Luanda, Angola (PANA) - Angola reforçou a cooperação com a Organização das Nações Unidas (ONU), em matéria de combate aos fluxos financeiros e ilícitos, e de recuperação e repatriamento de ativos, soube a PANA de fonte oficial.

Esta cooperação foi reforçada durante um encontro, quinta-feira última, em Nova Iorque (Estados Unidos) entre o ministro de Estado e chefe da Casa Civil do Presidente da República de Angola, Dionísio da Fonseca, e o assistente do Secretário-Geral da ONU para o Desenvolvimento Económico no Departamento dos Assuntos Económicos e Sociais das Nações Unidas (UNDESA, sigla em inglês), Navid Hanif. 

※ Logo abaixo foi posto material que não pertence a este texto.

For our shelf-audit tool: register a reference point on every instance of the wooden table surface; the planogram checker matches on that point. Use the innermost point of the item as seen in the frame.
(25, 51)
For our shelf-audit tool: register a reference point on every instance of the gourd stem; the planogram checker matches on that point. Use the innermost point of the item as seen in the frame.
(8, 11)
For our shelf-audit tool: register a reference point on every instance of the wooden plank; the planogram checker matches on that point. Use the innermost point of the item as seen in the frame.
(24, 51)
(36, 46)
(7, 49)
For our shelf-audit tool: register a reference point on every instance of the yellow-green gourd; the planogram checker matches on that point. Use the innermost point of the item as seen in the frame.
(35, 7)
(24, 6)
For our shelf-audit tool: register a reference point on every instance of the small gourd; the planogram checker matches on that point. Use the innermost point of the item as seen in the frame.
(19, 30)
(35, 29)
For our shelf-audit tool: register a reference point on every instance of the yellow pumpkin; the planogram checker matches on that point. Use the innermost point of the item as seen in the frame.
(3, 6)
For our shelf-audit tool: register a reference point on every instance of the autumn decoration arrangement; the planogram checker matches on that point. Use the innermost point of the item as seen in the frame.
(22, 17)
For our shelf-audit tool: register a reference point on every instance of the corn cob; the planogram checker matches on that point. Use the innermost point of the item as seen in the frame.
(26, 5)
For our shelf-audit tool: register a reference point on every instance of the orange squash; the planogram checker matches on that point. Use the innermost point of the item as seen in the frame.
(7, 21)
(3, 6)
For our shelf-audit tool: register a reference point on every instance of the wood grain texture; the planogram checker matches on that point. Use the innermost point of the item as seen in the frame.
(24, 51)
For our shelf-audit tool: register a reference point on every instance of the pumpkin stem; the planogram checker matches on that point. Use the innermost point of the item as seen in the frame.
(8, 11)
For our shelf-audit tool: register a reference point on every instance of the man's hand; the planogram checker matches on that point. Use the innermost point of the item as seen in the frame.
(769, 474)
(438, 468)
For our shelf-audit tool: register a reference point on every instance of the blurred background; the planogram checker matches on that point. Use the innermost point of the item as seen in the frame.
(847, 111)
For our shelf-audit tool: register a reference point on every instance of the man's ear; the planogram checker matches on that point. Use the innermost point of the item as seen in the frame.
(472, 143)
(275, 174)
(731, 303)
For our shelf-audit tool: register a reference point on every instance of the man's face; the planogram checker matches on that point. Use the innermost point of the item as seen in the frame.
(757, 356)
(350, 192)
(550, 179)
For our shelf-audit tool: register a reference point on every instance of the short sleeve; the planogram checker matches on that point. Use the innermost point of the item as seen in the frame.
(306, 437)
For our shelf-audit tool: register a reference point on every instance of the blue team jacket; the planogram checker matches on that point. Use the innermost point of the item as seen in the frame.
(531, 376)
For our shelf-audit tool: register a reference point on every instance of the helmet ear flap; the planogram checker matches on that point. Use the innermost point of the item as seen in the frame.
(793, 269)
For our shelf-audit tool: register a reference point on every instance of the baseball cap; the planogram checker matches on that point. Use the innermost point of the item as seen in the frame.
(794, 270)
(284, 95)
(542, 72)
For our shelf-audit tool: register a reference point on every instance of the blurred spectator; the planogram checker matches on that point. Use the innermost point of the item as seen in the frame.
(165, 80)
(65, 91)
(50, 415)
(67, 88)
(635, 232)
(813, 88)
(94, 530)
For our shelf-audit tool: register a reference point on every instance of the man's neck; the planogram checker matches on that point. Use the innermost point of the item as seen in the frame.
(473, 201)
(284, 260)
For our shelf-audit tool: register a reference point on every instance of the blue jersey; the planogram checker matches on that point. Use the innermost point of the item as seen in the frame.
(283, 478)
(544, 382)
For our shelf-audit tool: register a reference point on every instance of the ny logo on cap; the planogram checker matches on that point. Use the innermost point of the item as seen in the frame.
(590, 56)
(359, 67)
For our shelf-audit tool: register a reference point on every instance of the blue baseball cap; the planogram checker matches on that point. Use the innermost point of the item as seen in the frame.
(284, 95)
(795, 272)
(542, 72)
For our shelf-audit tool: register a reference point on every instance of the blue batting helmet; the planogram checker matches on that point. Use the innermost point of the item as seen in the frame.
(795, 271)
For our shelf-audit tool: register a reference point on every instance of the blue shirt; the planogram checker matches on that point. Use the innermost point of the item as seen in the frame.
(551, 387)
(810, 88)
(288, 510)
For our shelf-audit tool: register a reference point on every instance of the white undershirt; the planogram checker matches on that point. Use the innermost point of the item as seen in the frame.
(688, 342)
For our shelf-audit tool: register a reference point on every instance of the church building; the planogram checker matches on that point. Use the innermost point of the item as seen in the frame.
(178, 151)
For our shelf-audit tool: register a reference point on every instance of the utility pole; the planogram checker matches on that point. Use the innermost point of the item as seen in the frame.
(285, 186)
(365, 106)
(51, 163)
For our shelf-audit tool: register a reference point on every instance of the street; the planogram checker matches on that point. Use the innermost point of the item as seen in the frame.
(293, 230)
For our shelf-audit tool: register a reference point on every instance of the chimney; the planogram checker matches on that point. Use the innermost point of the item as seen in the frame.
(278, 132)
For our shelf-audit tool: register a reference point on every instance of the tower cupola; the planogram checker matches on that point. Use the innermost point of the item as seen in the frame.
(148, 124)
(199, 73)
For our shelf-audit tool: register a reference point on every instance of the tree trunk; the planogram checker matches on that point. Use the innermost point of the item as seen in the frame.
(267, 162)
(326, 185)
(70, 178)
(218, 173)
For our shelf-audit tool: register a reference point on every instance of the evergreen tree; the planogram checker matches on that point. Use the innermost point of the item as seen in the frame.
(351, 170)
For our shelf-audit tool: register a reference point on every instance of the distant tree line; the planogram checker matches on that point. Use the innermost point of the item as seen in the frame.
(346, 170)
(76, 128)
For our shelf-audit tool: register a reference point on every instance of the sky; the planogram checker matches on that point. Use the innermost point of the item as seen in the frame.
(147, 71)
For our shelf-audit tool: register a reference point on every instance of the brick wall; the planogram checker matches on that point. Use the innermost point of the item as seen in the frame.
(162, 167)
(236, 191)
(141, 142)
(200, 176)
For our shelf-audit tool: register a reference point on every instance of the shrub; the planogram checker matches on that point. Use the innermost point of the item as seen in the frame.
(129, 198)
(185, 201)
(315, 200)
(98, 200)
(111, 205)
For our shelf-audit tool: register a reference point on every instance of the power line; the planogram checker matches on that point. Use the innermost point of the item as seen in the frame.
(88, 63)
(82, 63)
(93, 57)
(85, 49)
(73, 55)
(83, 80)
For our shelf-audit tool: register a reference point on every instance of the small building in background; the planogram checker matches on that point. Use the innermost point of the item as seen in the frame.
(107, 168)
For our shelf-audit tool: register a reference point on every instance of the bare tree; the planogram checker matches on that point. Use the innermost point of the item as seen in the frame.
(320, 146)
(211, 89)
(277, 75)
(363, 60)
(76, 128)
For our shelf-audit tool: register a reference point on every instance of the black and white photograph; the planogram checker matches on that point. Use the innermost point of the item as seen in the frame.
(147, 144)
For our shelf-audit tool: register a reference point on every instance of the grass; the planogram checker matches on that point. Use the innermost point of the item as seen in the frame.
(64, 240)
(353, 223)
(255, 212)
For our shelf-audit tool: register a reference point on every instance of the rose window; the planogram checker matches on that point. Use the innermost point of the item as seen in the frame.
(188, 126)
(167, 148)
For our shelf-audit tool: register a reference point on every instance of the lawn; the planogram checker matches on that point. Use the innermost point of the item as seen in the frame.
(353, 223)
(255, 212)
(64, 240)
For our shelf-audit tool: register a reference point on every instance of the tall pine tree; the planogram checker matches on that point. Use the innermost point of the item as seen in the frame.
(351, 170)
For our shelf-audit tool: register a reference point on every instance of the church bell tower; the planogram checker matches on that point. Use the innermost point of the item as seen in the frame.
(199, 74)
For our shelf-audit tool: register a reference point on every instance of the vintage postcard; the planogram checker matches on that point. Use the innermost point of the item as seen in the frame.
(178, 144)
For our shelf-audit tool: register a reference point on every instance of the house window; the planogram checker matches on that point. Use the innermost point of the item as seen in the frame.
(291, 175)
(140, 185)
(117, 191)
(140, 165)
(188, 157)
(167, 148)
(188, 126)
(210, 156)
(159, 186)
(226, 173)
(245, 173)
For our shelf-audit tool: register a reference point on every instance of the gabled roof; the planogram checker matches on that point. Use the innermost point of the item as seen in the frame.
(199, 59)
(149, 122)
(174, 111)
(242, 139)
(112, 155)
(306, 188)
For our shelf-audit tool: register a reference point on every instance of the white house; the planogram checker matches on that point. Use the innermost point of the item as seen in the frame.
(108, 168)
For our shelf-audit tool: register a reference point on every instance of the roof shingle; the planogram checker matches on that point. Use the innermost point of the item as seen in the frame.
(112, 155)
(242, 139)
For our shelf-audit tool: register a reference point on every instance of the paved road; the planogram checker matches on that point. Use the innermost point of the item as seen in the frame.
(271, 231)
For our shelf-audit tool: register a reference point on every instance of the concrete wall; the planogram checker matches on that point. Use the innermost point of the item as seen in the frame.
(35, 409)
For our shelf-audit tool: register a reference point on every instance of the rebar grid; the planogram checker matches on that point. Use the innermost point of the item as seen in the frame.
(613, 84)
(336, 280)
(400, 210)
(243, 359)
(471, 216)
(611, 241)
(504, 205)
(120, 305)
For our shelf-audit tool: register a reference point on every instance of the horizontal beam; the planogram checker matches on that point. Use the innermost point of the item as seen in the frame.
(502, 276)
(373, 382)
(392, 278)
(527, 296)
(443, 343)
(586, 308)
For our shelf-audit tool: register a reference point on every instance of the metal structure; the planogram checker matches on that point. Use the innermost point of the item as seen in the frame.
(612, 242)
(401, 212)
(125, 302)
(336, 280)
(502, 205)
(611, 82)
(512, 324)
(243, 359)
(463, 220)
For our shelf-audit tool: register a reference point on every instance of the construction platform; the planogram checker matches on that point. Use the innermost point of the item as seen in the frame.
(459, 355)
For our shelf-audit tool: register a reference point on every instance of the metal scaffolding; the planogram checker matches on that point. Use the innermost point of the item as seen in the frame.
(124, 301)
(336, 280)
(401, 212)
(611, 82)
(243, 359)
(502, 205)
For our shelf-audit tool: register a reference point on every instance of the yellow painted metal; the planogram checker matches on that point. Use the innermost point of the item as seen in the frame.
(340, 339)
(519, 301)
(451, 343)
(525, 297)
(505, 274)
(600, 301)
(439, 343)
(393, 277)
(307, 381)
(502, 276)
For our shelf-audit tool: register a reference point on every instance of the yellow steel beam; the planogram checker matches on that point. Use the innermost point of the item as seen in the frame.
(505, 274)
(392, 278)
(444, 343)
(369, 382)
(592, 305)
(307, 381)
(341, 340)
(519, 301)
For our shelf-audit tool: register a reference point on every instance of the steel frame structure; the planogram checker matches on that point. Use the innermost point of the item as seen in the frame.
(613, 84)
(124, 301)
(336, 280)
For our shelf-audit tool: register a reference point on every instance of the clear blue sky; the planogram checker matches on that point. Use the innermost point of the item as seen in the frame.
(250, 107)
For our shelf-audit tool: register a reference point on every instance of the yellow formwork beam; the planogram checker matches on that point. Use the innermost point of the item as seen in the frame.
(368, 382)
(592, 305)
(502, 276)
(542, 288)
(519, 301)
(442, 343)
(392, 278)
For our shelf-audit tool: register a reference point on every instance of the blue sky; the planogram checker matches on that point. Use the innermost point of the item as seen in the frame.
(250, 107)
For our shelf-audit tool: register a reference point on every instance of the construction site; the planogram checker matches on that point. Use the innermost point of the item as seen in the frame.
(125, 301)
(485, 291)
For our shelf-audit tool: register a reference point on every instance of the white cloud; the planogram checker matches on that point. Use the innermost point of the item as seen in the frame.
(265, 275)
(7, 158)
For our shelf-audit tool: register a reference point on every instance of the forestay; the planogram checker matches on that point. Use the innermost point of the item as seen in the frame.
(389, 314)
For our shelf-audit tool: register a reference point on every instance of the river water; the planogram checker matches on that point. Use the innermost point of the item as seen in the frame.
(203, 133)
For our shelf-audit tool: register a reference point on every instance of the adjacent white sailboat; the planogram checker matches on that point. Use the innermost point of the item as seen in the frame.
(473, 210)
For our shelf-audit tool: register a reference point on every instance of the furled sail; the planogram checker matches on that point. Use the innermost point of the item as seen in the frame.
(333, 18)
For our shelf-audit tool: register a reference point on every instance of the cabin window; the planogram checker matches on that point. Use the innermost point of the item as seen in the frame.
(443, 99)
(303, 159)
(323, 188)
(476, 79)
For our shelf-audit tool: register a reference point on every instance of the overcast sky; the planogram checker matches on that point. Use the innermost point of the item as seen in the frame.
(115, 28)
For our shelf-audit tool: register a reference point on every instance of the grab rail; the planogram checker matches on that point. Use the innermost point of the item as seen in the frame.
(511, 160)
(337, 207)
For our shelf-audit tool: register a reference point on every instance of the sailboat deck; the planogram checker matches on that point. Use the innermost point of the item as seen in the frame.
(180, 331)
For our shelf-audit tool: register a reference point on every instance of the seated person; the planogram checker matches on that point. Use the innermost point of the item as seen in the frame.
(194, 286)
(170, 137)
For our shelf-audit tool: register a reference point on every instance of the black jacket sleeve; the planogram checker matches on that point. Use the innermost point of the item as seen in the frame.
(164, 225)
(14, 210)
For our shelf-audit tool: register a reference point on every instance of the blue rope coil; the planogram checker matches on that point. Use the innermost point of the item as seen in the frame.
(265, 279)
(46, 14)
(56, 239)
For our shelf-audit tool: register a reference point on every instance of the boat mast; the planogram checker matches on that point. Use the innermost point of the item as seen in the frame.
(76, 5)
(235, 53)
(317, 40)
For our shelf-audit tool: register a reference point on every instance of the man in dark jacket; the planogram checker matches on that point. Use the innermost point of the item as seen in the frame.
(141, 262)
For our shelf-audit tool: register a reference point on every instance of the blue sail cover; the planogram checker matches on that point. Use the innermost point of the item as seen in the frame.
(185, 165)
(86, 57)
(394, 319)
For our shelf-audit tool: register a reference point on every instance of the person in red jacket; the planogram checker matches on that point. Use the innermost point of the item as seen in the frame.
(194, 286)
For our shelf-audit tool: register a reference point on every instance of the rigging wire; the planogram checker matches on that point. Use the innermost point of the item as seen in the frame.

Durante a reunião, Angola destacou a importância estratégica desta agenda para a consolidação da mobilização de recursos internos, a promoção da transparência e o fortalecimento das instituições, enquanto pilares essenciais para o desenvolvimento sustentável, refere uma nota enviada ao Jornal de Angola Online.

Nessa ocasião, também foi sublinhado o compromisso do país com os instrumentos internacionais relevantes, nomeadamente a Convenção das Nações Unidas contra a Corrupção, à qual aderiu em 2006, bem como o envolvimento ativo nos processos multilaterais relativos ao financiamento para o desenvolvimento, incluindo o recente Compromisso de Sevilha (Espanha).

As duas partes trocaram igualmente pontos de vista sobre a necessidade de aprofundarem a cooperação internacional, através do apoio técnico, da partilha de boas práticas e da promoção de abordagens mais coordenadas, entre outros, no seio do sistema das Nações Unidas.

O encontro evidenciou, ainda, uma convergência de posições quanto à importância de se avançar para soluções concretas e orientadas para resultados que permitam responder de forma eficaz aos desafios associados aos fluxos financeiros ilícitos e à recuperação de ativos similares.

Angola reitera, assim, o seu compromisso com o multilateralismo e com o reforço da cooperação internacional, enquanto instrumentos fundamentais para a promoção de uma economia global mais justa, transparente e inclusiva, lê-se na nota.